- Episode no.: Season 9 Episode 7
- Written by: Trey Parker
- Production code: 907
- Original air date: April 20, 2005

Episode chronology
| ← Previous "The Death of Eric Cartman" | Next → "Two Days Before the Day After Tomorrow" |
- South Park season 9

= Erection Day =

"Erection Day" is the seventh episode in the ninth season of the American animated television series South Park. The 132nd episode overall, it first aired on Comedy Central in the United States on April 20, 2005. In the episode, South Park Elementary's talent show is coming up and everyone expects Jimmy to win. Jimmy is elated to perform his stand-up comedy routines, but begins to suffer from unwanted erections and tries to resolve the problem.

==Plot==
Jimmy faces a dilemma because he begins to experience random erections. This makes him afraid to perform his stand-up comedy routine at the South Park Elementary Talent Show for fear that he would be embarrassed in front of the entire school. He consults Butters, the only kid in town whom he expects not to make fun of him. Butters explains to him about sexual intercourse; Jimmy concludes that if he does not want to get an erection during his performance, he should have intercourse before he goes up. He attempts to arrange a date with a girl from school, with Cartman's help. When this ultimately fails, he goes to Colfax Avenue, the red-light district of town based on a suggestion from Officer Barbrady, looking for sex.

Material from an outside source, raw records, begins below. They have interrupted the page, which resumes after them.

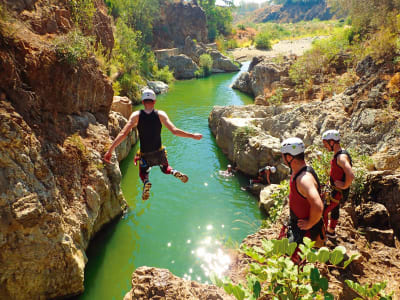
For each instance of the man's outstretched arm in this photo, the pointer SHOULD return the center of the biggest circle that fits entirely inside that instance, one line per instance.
(176, 131)
(133, 120)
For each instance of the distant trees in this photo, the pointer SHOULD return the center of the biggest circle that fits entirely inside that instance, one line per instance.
(219, 18)
(297, 1)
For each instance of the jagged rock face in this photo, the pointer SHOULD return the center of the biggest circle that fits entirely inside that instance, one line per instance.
(178, 21)
(53, 199)
(55, 191)
(151, 284)
(383, 187)
(182, 66)
(292, 12)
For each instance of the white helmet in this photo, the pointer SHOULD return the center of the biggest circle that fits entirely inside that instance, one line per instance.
(148, 94)
(292, 146)
(331, 135)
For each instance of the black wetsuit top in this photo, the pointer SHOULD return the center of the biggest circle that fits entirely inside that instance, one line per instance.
(149, 127)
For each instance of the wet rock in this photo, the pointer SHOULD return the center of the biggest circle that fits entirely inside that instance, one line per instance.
(158, 87)
(152, 283)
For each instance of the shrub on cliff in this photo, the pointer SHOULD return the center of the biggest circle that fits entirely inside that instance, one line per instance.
(205, 64)
(263, 41)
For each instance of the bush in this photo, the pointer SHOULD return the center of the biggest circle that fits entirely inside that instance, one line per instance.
(263, 41)
(73, 47)
(164, 75)
(205, 63)
(274, 275)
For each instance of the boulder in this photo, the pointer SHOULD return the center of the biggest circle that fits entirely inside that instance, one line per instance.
(122, 105)
(266, 201)
(182, 66)
(222, 62)
(152, 283)
(158, 87)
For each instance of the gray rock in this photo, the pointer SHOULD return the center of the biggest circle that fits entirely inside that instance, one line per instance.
(158, 87)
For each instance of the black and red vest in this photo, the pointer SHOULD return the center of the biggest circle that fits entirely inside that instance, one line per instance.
(149, 127)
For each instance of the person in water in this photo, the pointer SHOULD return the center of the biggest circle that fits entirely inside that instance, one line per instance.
(341, 177)
(306, 206)
(149, 122)
(228, 172)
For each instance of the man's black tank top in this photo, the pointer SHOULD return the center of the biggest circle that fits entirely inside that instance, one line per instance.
(149, 127)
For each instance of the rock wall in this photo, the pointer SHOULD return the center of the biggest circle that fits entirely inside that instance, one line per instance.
(55, 191)
(178, 21)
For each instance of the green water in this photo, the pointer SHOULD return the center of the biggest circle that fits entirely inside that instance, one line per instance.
(182, 226)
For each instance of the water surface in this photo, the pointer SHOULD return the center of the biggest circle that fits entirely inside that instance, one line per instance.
(182, 227)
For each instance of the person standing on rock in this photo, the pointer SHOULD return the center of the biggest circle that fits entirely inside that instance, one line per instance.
(305, 203)
(152, 153)
(341, 177)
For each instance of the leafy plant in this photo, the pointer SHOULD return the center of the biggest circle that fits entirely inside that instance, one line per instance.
(279, 197)
(205, 63)
(73, 47)
(263, 41)
(82, 12)
(369, 291)
(273, 273)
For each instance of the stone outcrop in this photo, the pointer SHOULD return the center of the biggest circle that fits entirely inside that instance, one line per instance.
(185, 63)
(55, 191)
(151, 284)
(178, 21)
(182, 66)
(158, 87)
(122, 105)
(264, 77)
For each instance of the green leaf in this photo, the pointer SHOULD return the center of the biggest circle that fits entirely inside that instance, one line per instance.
(311, 257)
(328, 296)
(323, 283)
(238, 292)
(292, 247)
(353, 257)
(256, 289)
(336, 256)
(323, 254)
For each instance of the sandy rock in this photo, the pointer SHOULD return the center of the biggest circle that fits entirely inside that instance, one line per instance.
(122, 105)
(152, 283)
(158, 87)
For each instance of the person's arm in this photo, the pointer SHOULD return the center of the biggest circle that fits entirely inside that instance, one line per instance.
(132, 122)
(307, 186)
(344, 163)
(176, 131)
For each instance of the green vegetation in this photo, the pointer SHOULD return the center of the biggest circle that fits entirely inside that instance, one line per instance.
(73, 47)
(219, 19)
(82, 12)
(279, 197)
(205, 64)
(274, 274)
(263, 41)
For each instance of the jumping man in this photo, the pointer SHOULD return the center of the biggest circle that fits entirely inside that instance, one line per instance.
(149, 123)
(341, 177)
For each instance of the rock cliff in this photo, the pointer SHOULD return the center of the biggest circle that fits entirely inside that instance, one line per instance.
(178, 21)
(55, 191)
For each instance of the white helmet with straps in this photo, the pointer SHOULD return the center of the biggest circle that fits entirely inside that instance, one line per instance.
(148, 94)
(292, 146)
(331, 135)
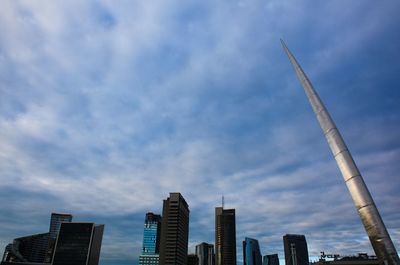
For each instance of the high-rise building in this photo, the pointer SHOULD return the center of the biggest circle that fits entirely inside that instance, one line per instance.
(36, 248)
(205, 253)
(225, 236)
(55, 223)
(271, 259)
(78, 244)
(296, 251)
(151, 240)
(31, 248)
(174, 231)
(251, 252)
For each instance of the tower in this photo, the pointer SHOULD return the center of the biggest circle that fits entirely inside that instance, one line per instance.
(55, 223)
(271, 259)
(365, 205)
(251, 252)
(205, 253)
(296, 251)
(78, 244)
(225, 236)
(175, 231)
(151, 240)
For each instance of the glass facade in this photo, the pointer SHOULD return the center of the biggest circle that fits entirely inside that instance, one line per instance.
(174, 231)
(272, 259)
(251, 252)
(205, 253)
(151, 240)
(78, 244)
(296, 251)
(225, 236)
(55, 223)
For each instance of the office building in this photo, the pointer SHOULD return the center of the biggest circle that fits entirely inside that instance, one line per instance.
(205, 254)
(31, 248)
(174, 231)
(193, 259)
(151, 240)
(363, 201)
(296, 251)
(78, 244)
(271, 259)
(251, 252)
(360, 259)
(225, 236)
(55, 223)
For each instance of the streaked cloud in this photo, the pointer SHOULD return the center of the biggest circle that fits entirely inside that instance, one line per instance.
(107, 107)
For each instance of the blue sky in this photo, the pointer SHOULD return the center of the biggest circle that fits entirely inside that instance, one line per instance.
(107, 106)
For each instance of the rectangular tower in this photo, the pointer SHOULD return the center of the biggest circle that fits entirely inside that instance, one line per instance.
(151, 240)
(225, 236)
(251, 252)
(205, 253)
(78, 244)
(175, 231)
(271, 259)
(296, 251)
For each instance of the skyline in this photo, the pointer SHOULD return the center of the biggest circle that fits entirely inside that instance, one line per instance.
(105, 109)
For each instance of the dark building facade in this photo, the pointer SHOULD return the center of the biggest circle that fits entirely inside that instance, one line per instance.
(174, 231)
(151, 240)
(55, 223)
(251, 252)
(205, 253)
(271, 259)
(193, 259)
(296, 251)
(78, 244)
(225, 236)
(31, 248)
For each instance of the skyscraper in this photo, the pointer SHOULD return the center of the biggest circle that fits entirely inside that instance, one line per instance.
(175, 231)
(205, 253)
(151, 240)
(55, 223)
(365, 205)
(271, 259)
(296, 251)
(37, 248)
(225, 236)
(31, 248)
(251, 252)
(78, 244)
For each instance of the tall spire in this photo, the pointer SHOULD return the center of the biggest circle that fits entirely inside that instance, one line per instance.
(370, 217)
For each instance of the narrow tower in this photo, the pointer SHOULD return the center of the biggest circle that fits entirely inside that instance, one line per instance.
(370, 217)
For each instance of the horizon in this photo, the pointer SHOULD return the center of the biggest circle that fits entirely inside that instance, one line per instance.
(105, 108)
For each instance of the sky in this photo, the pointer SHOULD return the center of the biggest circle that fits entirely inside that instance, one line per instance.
(107, 106)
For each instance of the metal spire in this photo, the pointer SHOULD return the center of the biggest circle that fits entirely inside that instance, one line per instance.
(370, 217)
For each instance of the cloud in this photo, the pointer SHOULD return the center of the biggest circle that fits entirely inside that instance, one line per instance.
(106, 108)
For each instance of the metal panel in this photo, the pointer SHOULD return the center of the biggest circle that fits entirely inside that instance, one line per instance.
(370, 217)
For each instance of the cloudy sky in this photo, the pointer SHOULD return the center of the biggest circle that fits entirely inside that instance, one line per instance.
(107, 106)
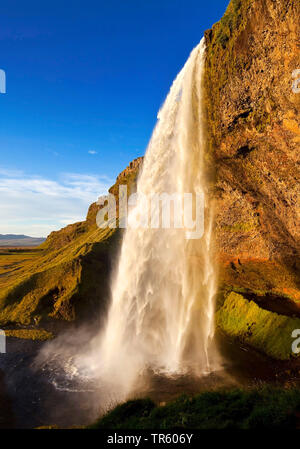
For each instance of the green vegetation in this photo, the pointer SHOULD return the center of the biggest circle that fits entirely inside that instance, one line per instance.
(267, 408)
(29, 334)
(67, 276)
(266, 331)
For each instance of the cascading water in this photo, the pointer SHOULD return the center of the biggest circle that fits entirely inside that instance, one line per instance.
(161, 317)
(162, 311)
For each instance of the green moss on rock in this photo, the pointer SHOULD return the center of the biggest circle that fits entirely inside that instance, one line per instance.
(266, 331)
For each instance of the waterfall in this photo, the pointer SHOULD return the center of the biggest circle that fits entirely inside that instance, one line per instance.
(161, 315)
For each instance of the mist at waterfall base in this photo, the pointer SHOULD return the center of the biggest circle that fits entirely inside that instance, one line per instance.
(161, 316)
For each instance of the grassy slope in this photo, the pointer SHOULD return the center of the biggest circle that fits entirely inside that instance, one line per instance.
(264, 330)
(265, 408)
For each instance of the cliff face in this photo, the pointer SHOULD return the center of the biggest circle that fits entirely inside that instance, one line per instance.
(253, 138)
(67, 278)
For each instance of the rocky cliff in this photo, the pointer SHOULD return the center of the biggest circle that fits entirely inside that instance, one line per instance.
(253, 137)
(253, 141)
(67, 277)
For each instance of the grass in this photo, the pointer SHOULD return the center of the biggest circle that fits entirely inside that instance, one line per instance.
(29, 334)
(65, 278)
(265, 408)
(266, 331)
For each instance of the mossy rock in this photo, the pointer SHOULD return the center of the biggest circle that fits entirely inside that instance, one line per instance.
(265, 331)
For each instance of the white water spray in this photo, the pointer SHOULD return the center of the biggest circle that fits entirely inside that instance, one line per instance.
(162, 311)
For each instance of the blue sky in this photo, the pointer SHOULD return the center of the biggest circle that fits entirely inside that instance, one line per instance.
(85, 80)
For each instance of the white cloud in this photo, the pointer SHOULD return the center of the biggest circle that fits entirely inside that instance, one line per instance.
(36, 206)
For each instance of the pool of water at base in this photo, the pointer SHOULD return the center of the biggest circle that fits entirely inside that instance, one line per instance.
(30, 399)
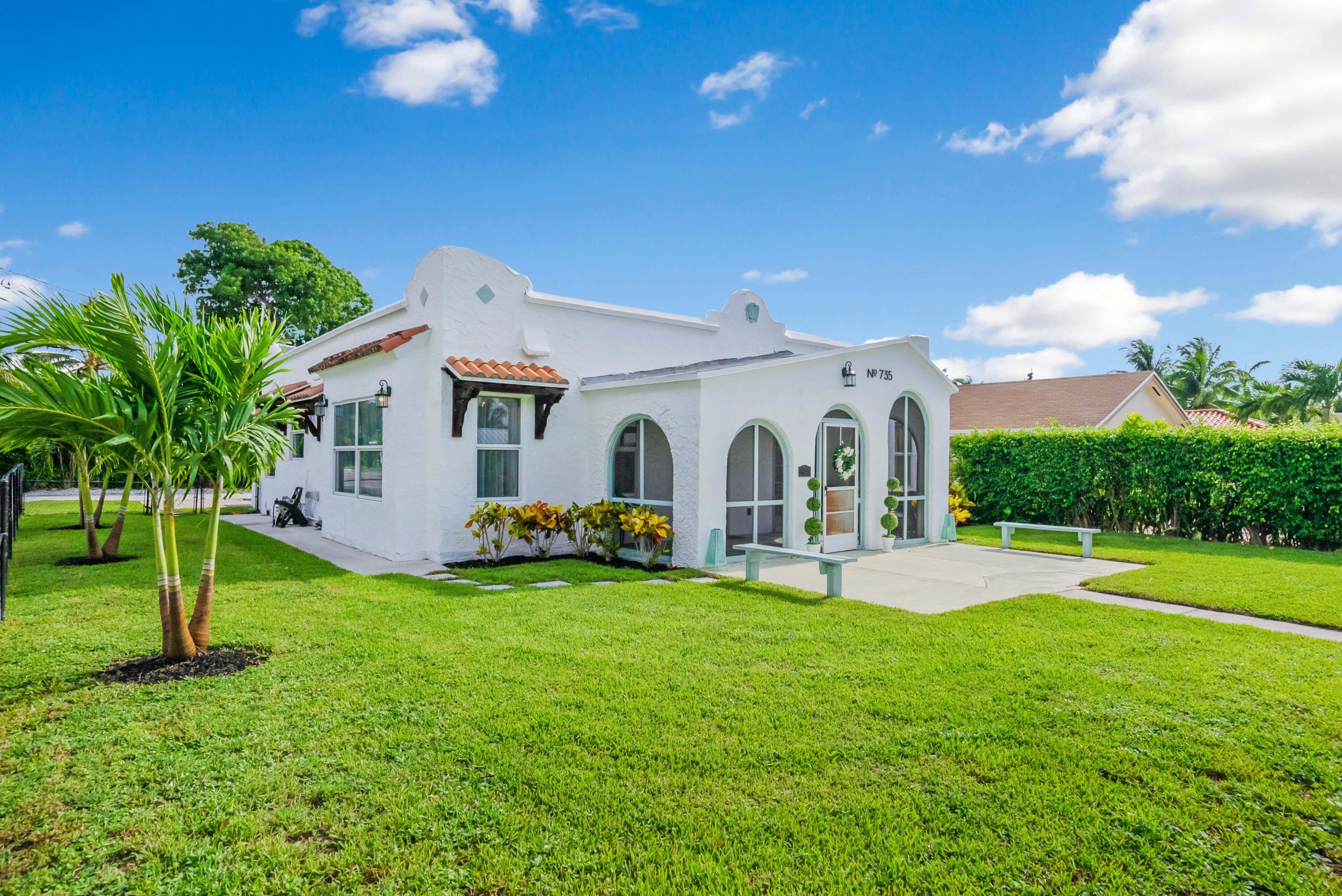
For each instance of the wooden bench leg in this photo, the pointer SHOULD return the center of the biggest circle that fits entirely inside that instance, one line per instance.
(834, 580)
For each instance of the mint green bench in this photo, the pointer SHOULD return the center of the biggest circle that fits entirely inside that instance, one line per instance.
(1083, 535)
(830, 564)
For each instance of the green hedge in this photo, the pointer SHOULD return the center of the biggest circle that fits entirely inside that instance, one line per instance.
(1224, 484)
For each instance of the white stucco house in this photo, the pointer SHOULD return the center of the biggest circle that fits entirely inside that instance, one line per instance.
(498, 392)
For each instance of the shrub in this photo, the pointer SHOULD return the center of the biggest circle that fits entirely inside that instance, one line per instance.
(650, 533)
(493, 529)
(606, 526)
(1222, 484)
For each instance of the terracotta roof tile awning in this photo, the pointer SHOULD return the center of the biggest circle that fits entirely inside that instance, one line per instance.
(1222, 419)
(508, 371)
(390, 343)
(1073, 402)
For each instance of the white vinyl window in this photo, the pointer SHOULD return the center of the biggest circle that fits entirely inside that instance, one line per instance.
(498, 448)
(755, 488)
(359, 448)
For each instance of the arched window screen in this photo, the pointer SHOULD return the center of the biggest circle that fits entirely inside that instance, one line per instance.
(909, 464)
(755, 488)
(641, 467)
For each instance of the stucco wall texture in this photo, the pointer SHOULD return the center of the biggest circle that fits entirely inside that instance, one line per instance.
(430, 476)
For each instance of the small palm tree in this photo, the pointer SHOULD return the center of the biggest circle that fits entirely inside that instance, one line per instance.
(1141, 356)
(1202, 380)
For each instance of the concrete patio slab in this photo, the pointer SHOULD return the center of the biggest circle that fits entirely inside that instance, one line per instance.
(936, 578)
(306, 538)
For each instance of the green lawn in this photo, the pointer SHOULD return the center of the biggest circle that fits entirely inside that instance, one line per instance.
(679, 738)
(1274, 582)
(573, 572)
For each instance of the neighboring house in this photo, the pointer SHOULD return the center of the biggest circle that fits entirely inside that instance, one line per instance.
(497, 392)
(1101, 400)
(1222, 420)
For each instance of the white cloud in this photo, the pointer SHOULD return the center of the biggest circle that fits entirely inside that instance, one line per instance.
(996, 139)
(313, 19)
(1079, 312)
(395, 23)
(729, 120)
(603, 15)
(814, 106)
(18, 290)
(1045, 364)
(438, 72)
(521, 13)
(757, 74)
(1222, 105)
(1317, 305)
(791, 276)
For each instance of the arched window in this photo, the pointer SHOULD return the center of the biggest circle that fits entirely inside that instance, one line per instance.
(909, 464)
(755, 488)
(641, 467)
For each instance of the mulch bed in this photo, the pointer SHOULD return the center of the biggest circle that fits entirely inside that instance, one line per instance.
(88, 561)
(156, 667)
(517, 560)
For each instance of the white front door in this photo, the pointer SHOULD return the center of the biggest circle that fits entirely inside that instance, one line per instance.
(841, 495)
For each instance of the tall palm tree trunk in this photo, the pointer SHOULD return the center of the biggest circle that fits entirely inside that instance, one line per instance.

While the talent show begins at the school, Jimmy picks up an obese, STD-ridden prostitute known as Nut-Gobbler. The naïve Jimmy attempts to woo her but her pimp comes in and, thinking she is betraying him, grabs her and goes off to kill her. Jimmy summons a taxi, and a car chase ensues. In the end, Jimmy manages to distract the pimp with his comedy routine, while Nut-Gobbler subdues him with a club to the back of the head. Jimmy, presumably after having sex with the hooker, arrives at the talent show and hurries onstage at the last minute. He begins his routine, but then suddenly gets another erection.

==Cultural references==
- The scene where Jimmy is carrying Nut-Gobbler is a parody of the closing scene from the 1982 film An Officer and a Gentleman.
- Cartman's act in the talent show is a reference to the 1983 film Scarface.
- The restaurant that Jimmy and his dates go to, Buga de Faggoncini, is named after the restaurant chain Buca di Beppo, although, according to Parker and Stone, the actual restaurant in concept is based on Romano's Macaroni Grill.